Today the Ninth Circuit reversed the BIA's published decision in Matter of
Roldan and held that an expungement and other "rehabilitative relief" will
eliminate a conviction of first offense, simple possession of a controlled
substance. Therefore a noncitizen within the Ninth Circuit who gained an
expungement, deferred adjudication, diversion, or other type of
rehabilitative relief cannot be held deportable or inadmissible for having a
drug conviction, as long as the conviction was of a first offense, simple
possession.
In making this ruling, the Court re-affirmed its decisions in Garberding v.
INS , 30 F.3d 1137 (9th Cir. 1994) and Paredes-Urresterazu v. INS, 36 F.3d
801 (9th Cir. 1994). These decisions hold that equal protection requires
that laws benefiting immigrants in federal court proceedings should also
apply to immigrants who have been through state court proceedings. This
principle may have other good applications. The court also cited with
approval Board Member Rosenberg's dissent in Matter of Roldan.
Expungement of Convictions for Moral Turpitude, Firearms, and Other
Offenses
The Ninth Circuit did not directly rule on the BIA's other holding in
Roldan, in which the BIA eliminated the immigration effect of expungements
and other rehabilitative relief on conviction of moral turpitude, firearms,
and other offenses. (We'll refer to these as "general expungements.")
Because both Mr. Roldan and Mr. Lujan had drug convictions, the Court found
that it did not need to reach this issue.
Hope for Future Cases. Although the court did not overrule the BIA's
Roldan holding on general expungements, the court did include good language
damning the government's reasoning. It stated that it found the
government's reasoning on general expungements to be "highly unpersuasive."

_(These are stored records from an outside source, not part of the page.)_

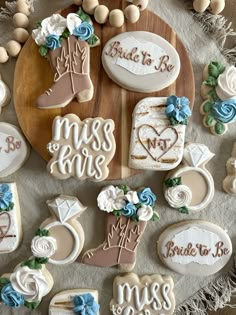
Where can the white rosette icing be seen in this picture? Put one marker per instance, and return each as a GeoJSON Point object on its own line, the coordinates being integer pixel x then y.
{"type": "Point", "coordinates": [178, 196]}
{"type": "Point", "coordinates": [31, 284]}
{"type": "Point", "coordinates": [43, 246]}
{"type": "Point", "coordinates": [145, 213]}
{"type": "Point", "coordinates": [132, 197]}
{"type": "Point", "coordinates": [226, 84]}
{"type": "Point", "coordinates": [72, 21]}
{"type": "Point", "coordinates": [111, 198]}
{"type": "Point", "coordinates": [53, 25]}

While the court stated that it need not make a definitive ruling on
congressional intent, the court explicitly disagreed with the BIA's ruling
that in enacting the definition of conviction at 101(a)(48)(A), Congress
intended to eliminate the immigration effect of all rehabilitative relief.
The Court stated:
"While Congress specifically commented on the need to
eliminate the BIA's bifurcated rule regarding deferred adjudication, it did
not mention the rule, cited with approval by the BIA in Ozkok, that expunged
convictions cannot serve as the basis for deportation. Thus, it appears that
Congress was concerned primarily, as had been the BIA, with the question
whether aliens could be deported during the period that followed a
determination of guilt, but preceded the expungement of the offense, and not
with attempting to alter the longstanding rule that convictions that are
subsequently overruled, vacated, or otherwise erased no longer have any
effect for immigration or most other purposes (or, as in the case of the
Fedral First Offender Act, have no effect for any other purpose.)"
Footnote 23.
This and other language from the opinion should be useful in future cases
where noncitizens must argue against the Roldan holding that general
expungements and rehabilitative relief are no longer effective.